Before there were computers, typewriters used to rule the offices and other administrative departments. But, now the much loved gadget has become a thing of the past, struggling bravely for survival. 

But, in an era where laptops, smart phones and tablets have taken over, there are only a few people who seem to turn to this device, thus giving the well-used Remington a kiss of life. Jagdish Dhawan is one of them.  He holds typing and stenography classes, at his shop, Punjab Commercial College in Mehar Chand Market in Lodhi Road, which aspiring stenographers and those aiming to hone their typing skills frequent. Jagdish who has been running this establishment since 1955 has been doing his bit to restore the  ‘lost charm’ of the once indispensable typewriter. 

Mehar Chand Market which was once a complex only for tailors and now a hub for fashion designers and high-end stores, has held fort against all odds and is imparting typing skills to more than 30 students. 

Talking to Metrolife, Jagdish who took over the shop after his father’s death, Late S R Dhawan, says, “Typewriter has and will always be an object of nostalgia. Although, there is hardly anyone left who is using it nowadays. Bus, yeh dukaan hai to thoda bahut hamara kaam chal raha hai.”

One of the factors that is leading to typewriter’s demise are a lack of mechanics. “One can find hundreds of service centres for laptops but there is no mechanic for repairing a typewriter. This is one of the biggest reasons why people don’t use typewriters anymore.”

For a two-month course, Jagdish charges Rs 400 per month for an hour each day from his students. But, who are these students? They are a motley group of individuals learning typing for Staff Selection Commission (SSC) and other government exams, where typing speed is one of the selection criterions.

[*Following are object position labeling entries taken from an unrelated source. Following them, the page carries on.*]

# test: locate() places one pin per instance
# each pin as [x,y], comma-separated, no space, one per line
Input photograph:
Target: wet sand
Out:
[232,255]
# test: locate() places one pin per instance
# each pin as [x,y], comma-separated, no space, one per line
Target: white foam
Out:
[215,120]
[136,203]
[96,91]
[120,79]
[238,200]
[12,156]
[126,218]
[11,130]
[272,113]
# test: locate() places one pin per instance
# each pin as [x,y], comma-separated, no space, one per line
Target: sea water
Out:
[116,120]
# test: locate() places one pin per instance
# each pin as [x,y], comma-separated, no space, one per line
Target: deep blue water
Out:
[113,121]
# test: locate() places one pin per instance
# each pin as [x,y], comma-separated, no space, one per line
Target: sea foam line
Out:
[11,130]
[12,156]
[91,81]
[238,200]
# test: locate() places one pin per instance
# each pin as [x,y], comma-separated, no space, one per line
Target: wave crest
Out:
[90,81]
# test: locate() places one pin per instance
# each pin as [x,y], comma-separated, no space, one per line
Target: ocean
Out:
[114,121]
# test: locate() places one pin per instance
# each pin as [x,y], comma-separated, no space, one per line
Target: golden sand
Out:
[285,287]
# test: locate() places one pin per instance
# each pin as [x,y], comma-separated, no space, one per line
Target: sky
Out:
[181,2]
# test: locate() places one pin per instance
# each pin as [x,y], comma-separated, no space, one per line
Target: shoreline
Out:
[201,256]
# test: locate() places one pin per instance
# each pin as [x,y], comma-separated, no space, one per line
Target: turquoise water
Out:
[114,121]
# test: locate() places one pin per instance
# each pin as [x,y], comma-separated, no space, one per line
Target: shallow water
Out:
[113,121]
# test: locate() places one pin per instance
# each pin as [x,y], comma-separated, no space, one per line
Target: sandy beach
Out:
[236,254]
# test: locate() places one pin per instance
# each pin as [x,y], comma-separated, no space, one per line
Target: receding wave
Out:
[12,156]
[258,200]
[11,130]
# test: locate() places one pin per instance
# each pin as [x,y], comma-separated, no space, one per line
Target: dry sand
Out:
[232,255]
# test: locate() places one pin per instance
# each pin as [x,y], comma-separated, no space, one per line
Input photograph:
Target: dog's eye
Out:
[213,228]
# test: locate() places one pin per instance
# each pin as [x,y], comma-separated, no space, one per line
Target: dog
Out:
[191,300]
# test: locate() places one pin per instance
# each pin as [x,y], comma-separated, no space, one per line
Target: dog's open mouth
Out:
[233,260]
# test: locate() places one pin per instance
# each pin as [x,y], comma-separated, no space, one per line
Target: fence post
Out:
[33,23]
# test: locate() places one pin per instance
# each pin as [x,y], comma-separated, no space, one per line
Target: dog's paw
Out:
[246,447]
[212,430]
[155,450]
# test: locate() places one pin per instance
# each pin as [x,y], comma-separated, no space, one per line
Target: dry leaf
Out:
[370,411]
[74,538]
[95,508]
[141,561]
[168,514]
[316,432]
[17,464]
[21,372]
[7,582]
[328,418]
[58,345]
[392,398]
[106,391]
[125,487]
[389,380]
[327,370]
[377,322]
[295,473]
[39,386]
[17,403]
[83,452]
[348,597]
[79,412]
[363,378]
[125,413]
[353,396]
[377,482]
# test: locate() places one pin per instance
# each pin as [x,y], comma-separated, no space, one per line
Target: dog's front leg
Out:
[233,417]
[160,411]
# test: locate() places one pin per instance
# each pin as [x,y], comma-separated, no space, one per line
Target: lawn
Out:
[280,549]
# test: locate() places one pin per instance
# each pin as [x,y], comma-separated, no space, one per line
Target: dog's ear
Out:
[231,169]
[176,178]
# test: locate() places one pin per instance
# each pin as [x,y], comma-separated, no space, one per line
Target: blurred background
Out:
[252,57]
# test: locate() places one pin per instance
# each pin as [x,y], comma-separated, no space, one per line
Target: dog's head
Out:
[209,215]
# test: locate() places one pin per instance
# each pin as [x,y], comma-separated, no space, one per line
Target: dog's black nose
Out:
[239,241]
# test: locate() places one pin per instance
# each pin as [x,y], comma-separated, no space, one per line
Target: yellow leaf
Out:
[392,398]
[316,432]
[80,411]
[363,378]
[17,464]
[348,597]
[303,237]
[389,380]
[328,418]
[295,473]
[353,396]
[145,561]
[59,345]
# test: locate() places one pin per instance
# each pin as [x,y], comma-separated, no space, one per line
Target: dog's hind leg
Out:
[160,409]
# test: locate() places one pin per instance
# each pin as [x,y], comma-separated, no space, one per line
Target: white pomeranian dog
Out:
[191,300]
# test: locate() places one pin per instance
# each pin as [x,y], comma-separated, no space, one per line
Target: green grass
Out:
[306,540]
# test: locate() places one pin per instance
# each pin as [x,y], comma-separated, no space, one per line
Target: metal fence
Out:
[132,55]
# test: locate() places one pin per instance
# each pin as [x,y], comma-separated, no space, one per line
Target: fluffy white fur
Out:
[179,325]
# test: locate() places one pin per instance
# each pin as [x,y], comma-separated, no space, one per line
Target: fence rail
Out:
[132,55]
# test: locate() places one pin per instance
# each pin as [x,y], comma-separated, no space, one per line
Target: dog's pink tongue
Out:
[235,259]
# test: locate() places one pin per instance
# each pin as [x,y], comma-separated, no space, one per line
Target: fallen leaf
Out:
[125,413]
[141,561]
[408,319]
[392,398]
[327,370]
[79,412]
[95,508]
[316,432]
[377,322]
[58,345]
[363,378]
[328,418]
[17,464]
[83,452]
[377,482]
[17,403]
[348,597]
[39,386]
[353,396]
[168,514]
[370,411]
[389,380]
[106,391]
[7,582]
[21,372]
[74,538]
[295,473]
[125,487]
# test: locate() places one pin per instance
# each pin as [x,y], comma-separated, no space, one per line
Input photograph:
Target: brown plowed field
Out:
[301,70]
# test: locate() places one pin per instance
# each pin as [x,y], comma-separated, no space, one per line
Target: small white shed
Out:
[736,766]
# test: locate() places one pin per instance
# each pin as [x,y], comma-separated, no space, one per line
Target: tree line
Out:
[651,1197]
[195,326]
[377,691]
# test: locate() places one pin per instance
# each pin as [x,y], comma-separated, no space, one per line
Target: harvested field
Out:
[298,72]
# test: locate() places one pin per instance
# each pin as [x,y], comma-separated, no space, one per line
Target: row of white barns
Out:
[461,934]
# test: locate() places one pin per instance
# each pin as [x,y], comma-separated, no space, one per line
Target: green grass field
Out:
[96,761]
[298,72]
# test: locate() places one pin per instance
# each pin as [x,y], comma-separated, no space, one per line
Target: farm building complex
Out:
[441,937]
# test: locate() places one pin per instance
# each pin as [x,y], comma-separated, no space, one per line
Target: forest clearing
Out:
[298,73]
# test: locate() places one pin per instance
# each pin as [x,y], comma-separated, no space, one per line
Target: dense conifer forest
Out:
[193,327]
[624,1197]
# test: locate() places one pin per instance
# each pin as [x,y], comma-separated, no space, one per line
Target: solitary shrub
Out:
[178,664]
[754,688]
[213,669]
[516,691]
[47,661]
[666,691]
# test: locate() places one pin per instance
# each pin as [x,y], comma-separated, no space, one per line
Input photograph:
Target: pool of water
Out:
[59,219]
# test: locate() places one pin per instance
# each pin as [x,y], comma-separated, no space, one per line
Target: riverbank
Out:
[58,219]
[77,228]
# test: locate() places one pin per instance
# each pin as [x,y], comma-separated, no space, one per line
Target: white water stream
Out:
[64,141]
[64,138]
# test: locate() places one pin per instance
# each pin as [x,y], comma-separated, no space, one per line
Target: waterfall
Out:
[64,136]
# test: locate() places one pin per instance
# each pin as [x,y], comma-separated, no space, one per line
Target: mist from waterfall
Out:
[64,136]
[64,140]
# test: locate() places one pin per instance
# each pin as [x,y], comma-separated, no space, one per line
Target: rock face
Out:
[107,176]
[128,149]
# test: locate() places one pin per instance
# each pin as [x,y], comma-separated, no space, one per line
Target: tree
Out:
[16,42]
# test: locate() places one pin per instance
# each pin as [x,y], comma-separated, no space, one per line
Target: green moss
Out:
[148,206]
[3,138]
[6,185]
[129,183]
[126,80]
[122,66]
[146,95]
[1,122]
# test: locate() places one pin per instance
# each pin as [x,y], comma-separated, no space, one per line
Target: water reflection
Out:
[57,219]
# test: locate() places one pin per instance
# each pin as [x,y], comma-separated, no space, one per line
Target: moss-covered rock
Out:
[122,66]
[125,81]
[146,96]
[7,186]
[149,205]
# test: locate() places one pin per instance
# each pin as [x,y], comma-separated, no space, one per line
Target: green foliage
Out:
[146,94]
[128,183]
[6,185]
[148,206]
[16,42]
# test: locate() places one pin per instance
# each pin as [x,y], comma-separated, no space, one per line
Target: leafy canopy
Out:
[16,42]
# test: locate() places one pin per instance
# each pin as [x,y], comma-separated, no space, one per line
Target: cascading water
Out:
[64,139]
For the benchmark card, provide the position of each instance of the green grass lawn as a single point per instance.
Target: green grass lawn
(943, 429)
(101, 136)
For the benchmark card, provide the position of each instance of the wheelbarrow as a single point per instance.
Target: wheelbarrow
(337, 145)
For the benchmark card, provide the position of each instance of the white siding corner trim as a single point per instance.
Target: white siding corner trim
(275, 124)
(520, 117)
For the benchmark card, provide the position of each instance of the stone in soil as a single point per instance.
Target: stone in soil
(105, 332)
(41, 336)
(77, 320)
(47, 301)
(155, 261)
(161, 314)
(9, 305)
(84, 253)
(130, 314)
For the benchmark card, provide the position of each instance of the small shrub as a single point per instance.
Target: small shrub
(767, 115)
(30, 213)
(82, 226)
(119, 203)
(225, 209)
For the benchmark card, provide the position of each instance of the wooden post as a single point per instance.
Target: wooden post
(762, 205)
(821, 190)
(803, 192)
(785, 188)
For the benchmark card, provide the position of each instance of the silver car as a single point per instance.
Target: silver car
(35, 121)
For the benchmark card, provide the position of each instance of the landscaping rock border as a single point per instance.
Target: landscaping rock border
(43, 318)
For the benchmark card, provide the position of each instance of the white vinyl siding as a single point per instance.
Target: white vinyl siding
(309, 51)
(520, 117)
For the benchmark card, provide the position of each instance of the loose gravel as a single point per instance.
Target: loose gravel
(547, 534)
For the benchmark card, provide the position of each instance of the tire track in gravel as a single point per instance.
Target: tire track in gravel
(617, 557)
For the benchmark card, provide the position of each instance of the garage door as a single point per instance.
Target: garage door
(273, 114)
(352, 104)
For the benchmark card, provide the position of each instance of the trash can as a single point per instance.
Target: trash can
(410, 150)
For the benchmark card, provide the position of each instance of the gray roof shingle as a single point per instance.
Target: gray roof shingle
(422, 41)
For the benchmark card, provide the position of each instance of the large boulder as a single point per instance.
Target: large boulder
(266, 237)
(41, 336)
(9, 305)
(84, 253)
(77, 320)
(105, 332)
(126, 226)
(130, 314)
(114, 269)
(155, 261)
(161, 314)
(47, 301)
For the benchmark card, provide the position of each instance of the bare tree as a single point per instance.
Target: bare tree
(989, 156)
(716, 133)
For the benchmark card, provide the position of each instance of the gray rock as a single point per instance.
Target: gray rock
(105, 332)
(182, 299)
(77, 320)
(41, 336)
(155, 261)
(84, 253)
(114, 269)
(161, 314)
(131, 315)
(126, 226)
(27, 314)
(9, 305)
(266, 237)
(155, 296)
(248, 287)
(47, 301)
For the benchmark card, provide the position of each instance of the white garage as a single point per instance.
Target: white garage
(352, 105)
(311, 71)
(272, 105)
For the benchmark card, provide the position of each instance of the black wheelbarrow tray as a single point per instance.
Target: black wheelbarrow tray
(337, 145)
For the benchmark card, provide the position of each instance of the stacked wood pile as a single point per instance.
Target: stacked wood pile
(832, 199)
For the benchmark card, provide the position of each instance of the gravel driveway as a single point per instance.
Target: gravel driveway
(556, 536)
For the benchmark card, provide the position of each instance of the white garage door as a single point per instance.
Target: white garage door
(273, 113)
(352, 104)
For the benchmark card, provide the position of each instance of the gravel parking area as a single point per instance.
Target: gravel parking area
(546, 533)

“Bachche to bas speed badane ke liye hi aate hain apne exams ke liye. Nahi toh woh jinko stenography sikhna hai. Other than this, no one is really interested in learning to work on the typewriter anymore. And soon it will vanish from everywhere. They don’t have a long life now,” adds Jagdish.
According to the shop owner, Remington company was the first one to manufacture typewriters but soon Godrej followed them. But now only Godrej-manufactured models are available in the market which cost around Rs 10, 000 – 11, 000. Looking many years back, in 1950 a Remington typewriter used to cost merely Rs 300. 

Recollecting his fond memories attached to typewriters, Jagdish says, “Earlier typewriters used to be very different, but now the designs have changed. They used to be quite heavy but now they are quite light. I have just one or two old models left, rest are new ones. But, soon they will be termed as ‘antiques’.”

Delving deep into ‘typewriter talk’, Jagdish mentions about the minimum typing speed: The best speed is 40 words per minute and normal is 30-35 words per minute. Bhupen Tiwari, one of Punjab Commercial College’s dedicated student, says, “I come here to increase my typing speed for my SSC exams, otherwise I wouldn’t have learnt it. I have been coming here for two months and will need another month to polish my typing speed, so I can qualify in the exams.”